CHAPTER XXVII.

DEER HUNTING IN WISCONSIN.

ORTHERN Wisconsin is one vast and almost unbroken deer range. It is penetrated by several railroads, along the immediate lines of which are a few small farms and some fair-sized towns and villages; but on going a few miles back from these roads, in almost any direction, one passes the confines of civilization and enters a wilderness that is broken only by the numerous logging camps, and these as a rule are occupied only in winter.
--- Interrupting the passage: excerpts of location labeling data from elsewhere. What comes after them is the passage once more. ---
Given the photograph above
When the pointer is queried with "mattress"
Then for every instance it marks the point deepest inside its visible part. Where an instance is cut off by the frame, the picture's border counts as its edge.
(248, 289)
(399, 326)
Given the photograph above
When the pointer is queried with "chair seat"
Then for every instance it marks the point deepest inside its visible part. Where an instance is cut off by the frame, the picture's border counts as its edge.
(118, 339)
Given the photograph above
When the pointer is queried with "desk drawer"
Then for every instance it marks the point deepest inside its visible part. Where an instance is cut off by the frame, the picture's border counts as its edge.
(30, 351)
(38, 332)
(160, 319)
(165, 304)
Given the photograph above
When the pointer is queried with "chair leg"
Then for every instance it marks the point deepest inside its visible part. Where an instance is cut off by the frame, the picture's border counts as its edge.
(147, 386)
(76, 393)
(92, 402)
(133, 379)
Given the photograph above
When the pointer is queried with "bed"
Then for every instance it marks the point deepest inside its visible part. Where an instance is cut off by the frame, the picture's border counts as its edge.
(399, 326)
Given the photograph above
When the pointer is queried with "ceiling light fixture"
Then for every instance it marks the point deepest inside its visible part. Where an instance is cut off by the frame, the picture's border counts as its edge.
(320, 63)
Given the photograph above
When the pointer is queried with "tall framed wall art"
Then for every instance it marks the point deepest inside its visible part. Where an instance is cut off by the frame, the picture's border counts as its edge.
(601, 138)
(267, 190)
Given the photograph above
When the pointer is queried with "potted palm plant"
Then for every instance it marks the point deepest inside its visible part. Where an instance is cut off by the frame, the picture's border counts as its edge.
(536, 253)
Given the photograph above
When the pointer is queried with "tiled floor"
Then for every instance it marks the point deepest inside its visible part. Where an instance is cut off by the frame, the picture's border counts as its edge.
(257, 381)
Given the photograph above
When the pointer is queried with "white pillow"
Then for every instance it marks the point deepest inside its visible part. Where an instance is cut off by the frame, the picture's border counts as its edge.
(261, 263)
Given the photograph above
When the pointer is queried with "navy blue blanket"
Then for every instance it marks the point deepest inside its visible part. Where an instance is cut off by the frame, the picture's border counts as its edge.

Thousands of acres of these pine lands have been chopped over, and the old slashings, having grown up to brush, brambles, and briars of various kinds, furnish excellent cover and feeding grounds for Cervus Virginianus.

True, it is difficult to see the game at any great distance in these thickets, unless the hunter take his stand on a high stump or log and wait until the deer come in sight. This is a favorite and very successful method of hunting with many who know how to choose location and time of day. But adjacent to these slashings are usually large tracts of open woods, frequently hardwood ridges, through which the game passes at intervals while moving from one feeding ground to another. In such localities a deer may be seen at a considerable distance, and shots are often taken at 150 to 200 yards.

I remember one of my first trips to these hunting grounds, many years ago, before I knew how to sneak on the game, and before I had gained sufficient control of my nerves to be able to stop a deer while vaulting over a fallen tree trunk, turning suddenly from left to right and vice versa, as a wary old buck will frequently do when fleeing from a hunter. I stopped at a hotel in Merrill, on the Wisconsin Valley Division of the Chicago, Milwaukee & St. Paul Railway, and, having learned something of the nature of the surrounding country by a hasty tramp in the afternoon, I got up the next morning and started at four o'clock to what seemed to be a favorable piece of ground. By daylight I was on the margin of a large slash that, since being chopped off, had burned over and then grown up to brush and weeds. There were many blackened trunks of trees lying everywhere, and some still standing that had been scorched and roasted in the great conflagration that had swept over the country, but had not been entirely consumed. These latter, stripped of bark and limbs, looked like gloomy monuments placed there to mark the resting places of their hapless fellows, and the whole aspect of the landscape in the gray of dawn was weird and chilly in the extreme. There was scarcely a breath of air stirring, and by listening intently I could hear the rustling of dry leaves and the occasional snapping of twigs in various directions, that indicated the near presence of the game and set my blood tingling and my nerves twitching.

So soon as there was sufficient light to show the front sight of my rifle against a gray stump fifty yards away, I started to move, as cautiously as I knew how, toward a clump of wild-cherry bushes that I had seen moving and from which came slight but suspicious sounds. When within thirty yards of it I stepped on a stick that snapped, and simultaneously with the sound a monster buck leaped high in the air, and landing twenty feet away, uttered a shrill whistle and stopped, with his head thrown up, to try and locate the danger. I brought my rifle to my shoulder with a convulsive jerk, pointed it at him and fired without thinking of the sights, and of course scored an ignominious miss.

Well, I wish every friend I have on earth could have been there at that moment. That whole tract of country, as far as I could see, seemed alive with deer. Thrash! Crash! Bumpety-bump! Phew! Phew!

There was jumping, thrashing through the brush, whistling, flipping and flapping of white flags, and the air seemed full of glistening gray coats. The buck I had shot at sailed away, and was soon followed in his flight by a doe and two fawns. A doe and fawn went in another direction, three fawns in another, two does and a buck in another, and so on ad infinitum.